It was mentioned in pLSA paper that perplexity refers to the log-averaged inverse probability on unseen data. Can any one give me the exact formula for calculating perplexity
what is "log-average"?
-
1Also at http://stats.stackexchange.com/questions/10302/what-is-perplexity – 2011-05-05
1 Answers
You have looked at the Wikipedia article on perplexity. It gives the perplexity of a discrete distribution as
$2^{-\sum_x p(x)\log_2 p(x)}$
which could also be written as
$\exp\left({\sum_x p(x)\log_e \frac{1}{p(x)}}\right)$
i.e. as a weighted geometric average of the inverses of the probabilities.
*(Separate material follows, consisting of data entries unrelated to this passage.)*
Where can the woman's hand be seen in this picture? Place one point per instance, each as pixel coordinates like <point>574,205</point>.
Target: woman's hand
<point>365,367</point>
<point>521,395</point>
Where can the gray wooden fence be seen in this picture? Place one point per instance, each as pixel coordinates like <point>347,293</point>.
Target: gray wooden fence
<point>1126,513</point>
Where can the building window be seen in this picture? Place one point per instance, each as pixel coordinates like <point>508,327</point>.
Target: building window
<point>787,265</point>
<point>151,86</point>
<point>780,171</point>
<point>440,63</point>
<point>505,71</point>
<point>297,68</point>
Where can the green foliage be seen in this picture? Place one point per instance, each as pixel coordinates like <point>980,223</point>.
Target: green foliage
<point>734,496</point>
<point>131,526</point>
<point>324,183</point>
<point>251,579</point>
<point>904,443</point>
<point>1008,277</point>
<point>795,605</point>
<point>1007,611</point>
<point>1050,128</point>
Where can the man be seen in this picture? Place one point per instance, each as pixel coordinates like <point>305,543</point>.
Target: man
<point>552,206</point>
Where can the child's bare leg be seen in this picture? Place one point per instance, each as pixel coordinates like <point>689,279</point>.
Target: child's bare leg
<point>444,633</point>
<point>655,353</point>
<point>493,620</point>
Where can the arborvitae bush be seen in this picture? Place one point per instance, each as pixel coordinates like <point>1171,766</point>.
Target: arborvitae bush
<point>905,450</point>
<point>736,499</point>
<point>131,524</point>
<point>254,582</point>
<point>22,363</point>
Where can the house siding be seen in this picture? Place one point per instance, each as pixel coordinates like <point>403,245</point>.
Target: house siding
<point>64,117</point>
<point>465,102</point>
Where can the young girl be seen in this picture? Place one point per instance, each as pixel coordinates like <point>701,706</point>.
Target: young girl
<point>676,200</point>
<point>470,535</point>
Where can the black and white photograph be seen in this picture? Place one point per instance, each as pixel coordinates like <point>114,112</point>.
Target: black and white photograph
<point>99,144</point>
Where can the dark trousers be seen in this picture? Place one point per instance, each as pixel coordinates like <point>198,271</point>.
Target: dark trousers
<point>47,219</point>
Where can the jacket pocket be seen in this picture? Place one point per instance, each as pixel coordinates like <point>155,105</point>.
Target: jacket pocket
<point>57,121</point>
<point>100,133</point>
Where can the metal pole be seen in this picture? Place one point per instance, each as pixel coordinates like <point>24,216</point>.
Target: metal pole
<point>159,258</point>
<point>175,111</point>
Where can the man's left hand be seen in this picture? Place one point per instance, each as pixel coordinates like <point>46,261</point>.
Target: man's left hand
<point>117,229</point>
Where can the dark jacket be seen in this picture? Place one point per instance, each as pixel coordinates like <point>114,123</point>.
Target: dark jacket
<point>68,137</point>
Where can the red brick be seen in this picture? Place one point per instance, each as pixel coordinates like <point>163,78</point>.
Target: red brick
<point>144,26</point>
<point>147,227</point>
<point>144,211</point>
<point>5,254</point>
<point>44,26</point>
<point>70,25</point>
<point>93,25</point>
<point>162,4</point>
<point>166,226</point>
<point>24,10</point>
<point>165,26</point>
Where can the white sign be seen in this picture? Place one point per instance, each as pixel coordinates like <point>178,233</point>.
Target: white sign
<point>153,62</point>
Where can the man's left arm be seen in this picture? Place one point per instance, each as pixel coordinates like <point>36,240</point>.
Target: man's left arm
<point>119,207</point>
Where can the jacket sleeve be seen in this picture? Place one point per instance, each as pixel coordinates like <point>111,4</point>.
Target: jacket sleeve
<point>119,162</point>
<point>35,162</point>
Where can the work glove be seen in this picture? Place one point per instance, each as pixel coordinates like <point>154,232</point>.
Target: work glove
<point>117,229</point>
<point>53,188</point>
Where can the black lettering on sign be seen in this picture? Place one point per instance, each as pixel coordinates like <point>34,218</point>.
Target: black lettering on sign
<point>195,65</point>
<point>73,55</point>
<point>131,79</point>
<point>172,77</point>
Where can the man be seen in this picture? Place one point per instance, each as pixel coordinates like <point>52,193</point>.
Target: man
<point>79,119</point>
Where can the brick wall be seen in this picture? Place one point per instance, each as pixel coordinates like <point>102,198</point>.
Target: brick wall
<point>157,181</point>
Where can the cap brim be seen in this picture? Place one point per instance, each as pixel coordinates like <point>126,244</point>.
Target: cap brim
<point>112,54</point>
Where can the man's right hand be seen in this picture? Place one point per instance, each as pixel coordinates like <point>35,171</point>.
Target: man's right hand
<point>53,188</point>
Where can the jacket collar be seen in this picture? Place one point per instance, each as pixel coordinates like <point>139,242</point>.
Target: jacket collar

For a continuous distribution, the sum would turn into a integral.
The article also gives a way of estimating perplexity for a model using $N$ pieces of test data
$2^{-\sum_{i=1}^N \frac{1}{N} \log_2 q(x_i)}$
which could also be written
$\exp\left(\frac{{\sum_{i=1}^N \log_e \left(\dfrac{1}{q(x_i)}\right)}}{N}\right) \text{ or } \sqrt[N]{\prod_{i=1}^N \frac{1}{q(x_i)}}$
or in a variety of other ways, and this should make it even clearer where "log-average inverse probability" comes from.